The third and larger point is whether it is ethically justified to tax the rich more in India today. And, whether government is the right entity to channelize surplus tax collections slated for later redistribution and driving equitable growth in the economy. Oxfam published a report last year ‘Reward Work, Not Wealth’ which highlighted that the richest 1% in India amassed 73% of the wealth generated in the country last year while the bottom 67% witnessed their wealth crawl up by 1%. This a tremendous divide and if anything, the statistic is a loud call to action that the wealth distribution pattern in India is broken and needs immediate repair. If the larger concern is that redistribution policies of government agencies are plagued with humongous leakages, then prescriptions proposed should aim at minimizing these leakages rather than raising demand for blanket tax rate cuts. India now suffers from a billionaire syndrome where there has been a boom in the number of home grown billionaires coupled with massive class divide elucidating the fact that wealth generated at the top is not being trickled down to those working tirelessly at the bottom of the pyramid. Only the government, by its design, is best placed to set this imbalance right. In fact, if we have a broad consensus that the inequality divide which we saw above is indeed worrying, then direct tax rate hikes may just be one of the many solutions to better the situation. Other set of prescriptions will include limiting the pay out to top level executives as a ratio of the lowest wages paid out to employees in the firm, limiting dividend pay out ratios and halting paying bonuses beyond a certain threshold until all employees in the company have received a dignified living wage.
The last few lines from the famous documentary ‘Inside Job’ are worth reflecting here. They make a lot of sense even in the Indian context.

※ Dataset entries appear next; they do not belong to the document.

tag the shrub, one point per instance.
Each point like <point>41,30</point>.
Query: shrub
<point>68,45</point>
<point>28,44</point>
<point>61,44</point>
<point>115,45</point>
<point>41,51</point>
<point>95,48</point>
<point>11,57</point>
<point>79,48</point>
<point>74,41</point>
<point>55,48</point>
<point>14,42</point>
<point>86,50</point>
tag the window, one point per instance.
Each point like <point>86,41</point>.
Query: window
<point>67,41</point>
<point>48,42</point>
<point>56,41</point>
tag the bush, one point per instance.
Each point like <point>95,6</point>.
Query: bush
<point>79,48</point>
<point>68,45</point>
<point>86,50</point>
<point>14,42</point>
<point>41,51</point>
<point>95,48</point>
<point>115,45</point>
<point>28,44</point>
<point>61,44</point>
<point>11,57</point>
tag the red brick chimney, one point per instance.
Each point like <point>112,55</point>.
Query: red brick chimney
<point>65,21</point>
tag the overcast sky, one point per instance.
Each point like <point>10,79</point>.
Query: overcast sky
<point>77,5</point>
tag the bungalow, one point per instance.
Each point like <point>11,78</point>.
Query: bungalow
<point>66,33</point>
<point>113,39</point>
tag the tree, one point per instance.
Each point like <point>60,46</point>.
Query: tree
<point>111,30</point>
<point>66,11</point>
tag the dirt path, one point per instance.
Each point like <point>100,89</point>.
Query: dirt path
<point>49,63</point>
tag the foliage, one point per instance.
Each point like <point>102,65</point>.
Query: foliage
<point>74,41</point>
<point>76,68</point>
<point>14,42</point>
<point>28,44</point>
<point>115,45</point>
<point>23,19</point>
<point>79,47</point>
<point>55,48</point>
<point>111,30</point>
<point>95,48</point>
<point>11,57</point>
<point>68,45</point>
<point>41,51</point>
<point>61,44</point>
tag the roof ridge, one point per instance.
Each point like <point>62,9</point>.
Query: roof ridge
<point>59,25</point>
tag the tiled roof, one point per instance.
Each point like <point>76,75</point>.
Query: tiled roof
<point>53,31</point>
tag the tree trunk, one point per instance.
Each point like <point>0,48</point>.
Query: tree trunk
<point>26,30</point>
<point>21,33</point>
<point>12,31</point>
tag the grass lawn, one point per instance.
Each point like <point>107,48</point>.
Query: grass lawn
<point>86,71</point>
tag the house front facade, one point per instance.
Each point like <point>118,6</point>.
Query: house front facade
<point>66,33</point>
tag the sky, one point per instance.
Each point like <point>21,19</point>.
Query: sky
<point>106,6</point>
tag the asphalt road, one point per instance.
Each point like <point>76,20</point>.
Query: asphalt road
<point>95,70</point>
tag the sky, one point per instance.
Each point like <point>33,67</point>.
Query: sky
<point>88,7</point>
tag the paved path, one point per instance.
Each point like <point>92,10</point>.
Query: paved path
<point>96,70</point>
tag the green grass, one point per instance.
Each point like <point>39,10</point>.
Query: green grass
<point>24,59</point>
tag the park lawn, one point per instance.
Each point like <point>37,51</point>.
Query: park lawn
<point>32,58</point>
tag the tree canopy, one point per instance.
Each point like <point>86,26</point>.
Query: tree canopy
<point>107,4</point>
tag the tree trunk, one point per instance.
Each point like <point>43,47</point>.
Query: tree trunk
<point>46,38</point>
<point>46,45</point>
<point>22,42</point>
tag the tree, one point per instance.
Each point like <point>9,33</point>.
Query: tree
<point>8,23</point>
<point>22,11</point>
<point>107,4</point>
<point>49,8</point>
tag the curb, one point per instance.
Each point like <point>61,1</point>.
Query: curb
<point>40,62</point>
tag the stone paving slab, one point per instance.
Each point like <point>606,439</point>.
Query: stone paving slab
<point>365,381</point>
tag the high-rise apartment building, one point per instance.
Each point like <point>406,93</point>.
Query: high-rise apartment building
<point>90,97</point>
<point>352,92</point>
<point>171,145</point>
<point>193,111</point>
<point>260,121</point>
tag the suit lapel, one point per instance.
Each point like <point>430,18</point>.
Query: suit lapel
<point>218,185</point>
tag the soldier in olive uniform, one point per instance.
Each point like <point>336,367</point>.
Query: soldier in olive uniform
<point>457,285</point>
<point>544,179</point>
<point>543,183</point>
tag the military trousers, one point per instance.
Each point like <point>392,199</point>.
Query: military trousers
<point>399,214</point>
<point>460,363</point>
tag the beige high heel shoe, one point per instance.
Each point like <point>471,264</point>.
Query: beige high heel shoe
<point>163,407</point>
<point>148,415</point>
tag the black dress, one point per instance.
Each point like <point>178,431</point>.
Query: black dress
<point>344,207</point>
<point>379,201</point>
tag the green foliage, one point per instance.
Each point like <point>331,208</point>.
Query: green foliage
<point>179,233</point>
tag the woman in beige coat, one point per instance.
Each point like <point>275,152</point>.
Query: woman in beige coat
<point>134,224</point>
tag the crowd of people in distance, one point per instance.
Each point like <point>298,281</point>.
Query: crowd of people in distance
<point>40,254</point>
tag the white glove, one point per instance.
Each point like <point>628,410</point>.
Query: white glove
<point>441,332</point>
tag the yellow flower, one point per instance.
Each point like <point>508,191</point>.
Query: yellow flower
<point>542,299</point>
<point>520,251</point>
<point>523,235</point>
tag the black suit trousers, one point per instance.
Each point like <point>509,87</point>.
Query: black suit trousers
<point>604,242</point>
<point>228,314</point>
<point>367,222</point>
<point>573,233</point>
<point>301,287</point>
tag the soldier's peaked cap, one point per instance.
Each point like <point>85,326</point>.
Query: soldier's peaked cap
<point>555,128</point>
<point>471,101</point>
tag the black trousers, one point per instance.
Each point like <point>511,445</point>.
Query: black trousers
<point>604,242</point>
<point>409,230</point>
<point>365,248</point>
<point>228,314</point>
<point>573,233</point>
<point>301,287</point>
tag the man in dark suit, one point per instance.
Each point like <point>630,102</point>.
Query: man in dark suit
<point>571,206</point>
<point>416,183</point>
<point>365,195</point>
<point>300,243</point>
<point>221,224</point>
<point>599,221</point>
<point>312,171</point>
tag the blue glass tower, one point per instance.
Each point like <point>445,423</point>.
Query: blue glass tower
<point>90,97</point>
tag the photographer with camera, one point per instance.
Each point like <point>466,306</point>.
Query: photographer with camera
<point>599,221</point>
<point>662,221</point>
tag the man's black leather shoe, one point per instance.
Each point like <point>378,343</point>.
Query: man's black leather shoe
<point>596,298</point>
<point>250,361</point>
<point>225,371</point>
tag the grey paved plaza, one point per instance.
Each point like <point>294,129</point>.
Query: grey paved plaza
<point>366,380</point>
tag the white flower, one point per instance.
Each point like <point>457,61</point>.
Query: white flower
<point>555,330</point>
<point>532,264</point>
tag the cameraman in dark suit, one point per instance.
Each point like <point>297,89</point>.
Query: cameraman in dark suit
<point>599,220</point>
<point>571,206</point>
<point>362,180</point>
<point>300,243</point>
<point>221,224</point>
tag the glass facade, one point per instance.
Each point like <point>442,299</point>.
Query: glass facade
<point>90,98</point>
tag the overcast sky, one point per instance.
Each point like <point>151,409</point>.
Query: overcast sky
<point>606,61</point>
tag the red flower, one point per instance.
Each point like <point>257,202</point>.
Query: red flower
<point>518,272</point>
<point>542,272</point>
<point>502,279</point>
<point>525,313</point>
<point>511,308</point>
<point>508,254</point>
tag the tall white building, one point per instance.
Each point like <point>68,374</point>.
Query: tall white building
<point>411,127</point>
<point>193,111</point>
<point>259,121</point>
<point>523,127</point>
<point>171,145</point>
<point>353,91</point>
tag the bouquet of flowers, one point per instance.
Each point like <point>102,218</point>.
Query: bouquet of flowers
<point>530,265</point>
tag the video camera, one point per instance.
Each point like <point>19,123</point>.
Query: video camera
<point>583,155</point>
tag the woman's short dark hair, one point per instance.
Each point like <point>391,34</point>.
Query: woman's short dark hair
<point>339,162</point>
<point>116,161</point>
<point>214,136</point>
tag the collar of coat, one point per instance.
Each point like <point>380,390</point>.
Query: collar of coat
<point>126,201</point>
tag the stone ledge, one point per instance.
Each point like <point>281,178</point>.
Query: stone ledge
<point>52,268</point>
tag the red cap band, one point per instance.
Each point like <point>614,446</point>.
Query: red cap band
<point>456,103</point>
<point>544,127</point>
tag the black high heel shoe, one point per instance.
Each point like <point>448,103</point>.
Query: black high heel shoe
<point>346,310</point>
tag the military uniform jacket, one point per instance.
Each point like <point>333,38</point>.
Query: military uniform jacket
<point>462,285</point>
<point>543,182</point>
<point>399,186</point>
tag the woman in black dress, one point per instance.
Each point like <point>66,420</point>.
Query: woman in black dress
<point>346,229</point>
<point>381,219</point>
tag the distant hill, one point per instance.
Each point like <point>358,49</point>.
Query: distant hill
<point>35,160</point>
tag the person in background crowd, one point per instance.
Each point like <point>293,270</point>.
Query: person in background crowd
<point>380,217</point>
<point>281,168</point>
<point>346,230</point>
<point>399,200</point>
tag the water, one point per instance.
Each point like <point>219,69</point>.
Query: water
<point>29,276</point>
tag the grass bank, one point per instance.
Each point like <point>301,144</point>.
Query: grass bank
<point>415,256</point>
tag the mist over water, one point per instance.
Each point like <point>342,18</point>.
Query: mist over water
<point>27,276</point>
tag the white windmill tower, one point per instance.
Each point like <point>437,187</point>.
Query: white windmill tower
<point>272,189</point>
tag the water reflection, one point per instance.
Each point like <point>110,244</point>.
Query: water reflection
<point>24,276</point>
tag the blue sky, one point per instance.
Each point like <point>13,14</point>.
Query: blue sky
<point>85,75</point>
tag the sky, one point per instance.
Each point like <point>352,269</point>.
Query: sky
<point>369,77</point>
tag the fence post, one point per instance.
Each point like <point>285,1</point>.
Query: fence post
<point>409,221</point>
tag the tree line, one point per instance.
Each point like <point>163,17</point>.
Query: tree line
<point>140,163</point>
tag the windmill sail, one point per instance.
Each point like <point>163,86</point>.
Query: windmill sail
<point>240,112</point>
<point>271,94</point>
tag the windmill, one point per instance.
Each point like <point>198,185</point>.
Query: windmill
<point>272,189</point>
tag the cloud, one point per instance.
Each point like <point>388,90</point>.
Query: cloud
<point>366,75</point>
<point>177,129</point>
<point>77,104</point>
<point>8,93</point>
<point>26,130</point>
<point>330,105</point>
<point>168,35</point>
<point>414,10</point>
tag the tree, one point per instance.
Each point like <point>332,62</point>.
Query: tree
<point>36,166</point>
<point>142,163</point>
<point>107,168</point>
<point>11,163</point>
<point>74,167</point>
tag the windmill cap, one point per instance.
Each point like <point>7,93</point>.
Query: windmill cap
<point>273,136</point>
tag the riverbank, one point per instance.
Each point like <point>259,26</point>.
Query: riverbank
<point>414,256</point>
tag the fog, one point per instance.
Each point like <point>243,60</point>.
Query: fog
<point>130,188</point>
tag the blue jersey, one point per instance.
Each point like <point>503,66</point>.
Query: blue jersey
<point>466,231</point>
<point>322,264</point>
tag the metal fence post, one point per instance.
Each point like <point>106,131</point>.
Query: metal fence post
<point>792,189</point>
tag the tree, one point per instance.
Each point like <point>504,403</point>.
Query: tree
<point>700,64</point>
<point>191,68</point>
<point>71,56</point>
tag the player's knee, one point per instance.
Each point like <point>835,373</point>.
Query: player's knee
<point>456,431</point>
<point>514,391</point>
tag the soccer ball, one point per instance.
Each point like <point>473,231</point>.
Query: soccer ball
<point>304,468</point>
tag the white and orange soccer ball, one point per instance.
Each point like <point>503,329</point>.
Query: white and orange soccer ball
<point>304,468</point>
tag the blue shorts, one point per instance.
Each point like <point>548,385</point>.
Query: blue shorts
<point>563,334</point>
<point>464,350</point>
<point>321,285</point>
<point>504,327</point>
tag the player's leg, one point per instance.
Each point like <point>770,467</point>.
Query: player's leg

“For decades the American financial system was stable and safe. But then something changed. The financial industry turned its back on society, corrupted our political system and plunged the world economy into crisis. At enormous cost, we’ve avoided disaster and are recovering. But the men and institutions that caused the crisis are still in power and that needs to change. They will tell us that we need them and that what they do is too complicated for us to understand. They will tell us it won’t happen again. They will spend billions fighting reforms. It won’t be easy. But some things are worth fighting for.”